Alpha to remove interaction term = 0.25

Gage R&R
%Contribution
Source VarComp (of VarComp)
Total Gage R&R 4.984 4.35
Repeatability 2.085 1.82
Reproducibility 2.899 2.53
Techniciens 0.000 0.00
Techniciens*Lot 2.899 2.53
Part-To-Part 109.668 95.65
Total Variation 114.652 100.00

Study Var %Study Var
Source StdDev (SD) (6 * SD) (%SV)
Total Gage R&R 2.2325 13.3951 20.85
Repeatability 1.4439 8.6631 13.48
Reproducibility 1.7028 10.2166 15.90
Techniciens 0.0000 0.0000 0.00
Techniciens*Lot 1.7028 10.2166 15.90
Part-To-Part 10.4722 62.8335 97.80
Total Variation 10.7076 64.2454 100.00

Number of Distinct Categories = 6

Gage R&R for Melt flow ASTM D1238

So this test can distinguish 6 distinctive products from a total process variation of 64.2454 (6 sigma). So any difference under 10.71 (64.2454 / 6 .. # of categories) is not significant! So my tool's measurement Uncertainty should be (in the range measured) ± 5.35 (10.71 / 2 .. since 10.71 is my full range) .

So am I Ok or I should go back to school?

Thanks

As far as R&R, I would perform it often enough to determine if the process is stable. Do you hire new people? Do variables change in the process?
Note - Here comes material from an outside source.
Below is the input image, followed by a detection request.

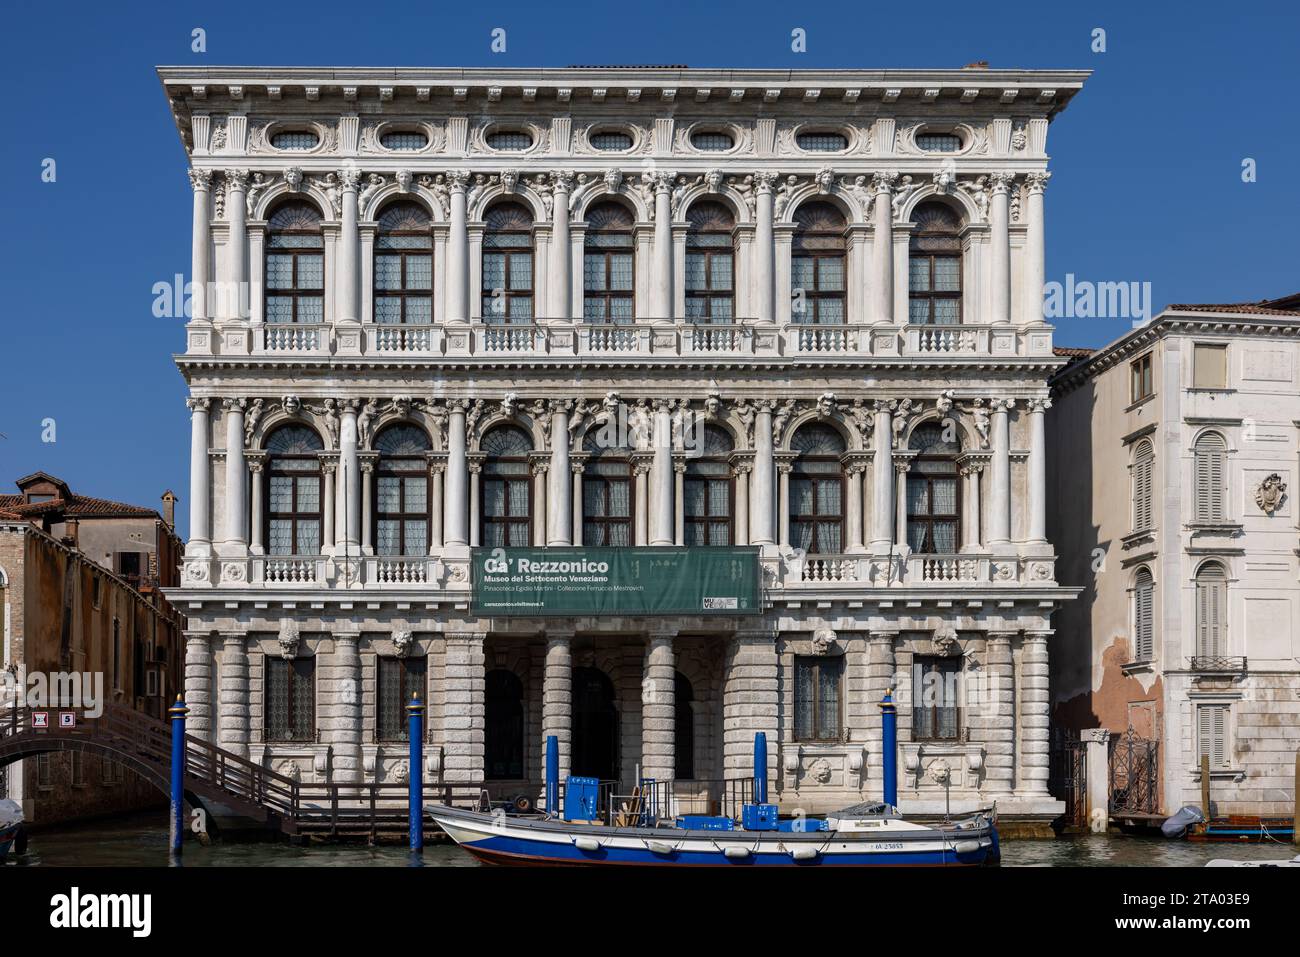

Do you make improvements and such to possibly lower the variance? Or, did it go up?:D


Gage R& R really has no time function - if it is performed correctly at the beginning - which means the parts and the operators cover the variety of possible levels the gage will see over time. If later you get operators less capable than your original operators, then that is significant enough to redo the gage R&R again. Some folks like to R&R every new operator. Again, that is academic (unless their gaging system has been shown to be so operator dependent that it should not likely be used anyway.)

If the gage is changed, or the measurement process changed, then yes, it needs verified. Improvements can fix one thing, and break another. But, lacking any significant changes to the measurement system, redoing them at any frequency is, again, simply an academic exercise.

As far as stability, my preference is to use calibration data - if the same standards and enough measurement points to establish linearity are used -to establish stability over time. That way I can see measurement change not tainted by any measurement error (such as influenced by roundness, etc.)

Gage R& R really has no time function - if it is performed correctly at the beginning - which means the parts and the operators cover the variety of possible levels the gage will see over time.

This is true unless the measurement device becomes damaged or enters the wear out phase of it's life cycle.

This is true unless the measurement device becomes damaged or enters the wear out phase of it's life cycle.

That is the function of calibration to catch those issues. It should catch drift (if stability is captured) from wear and the inability to read correctly. Calibration does have a time function!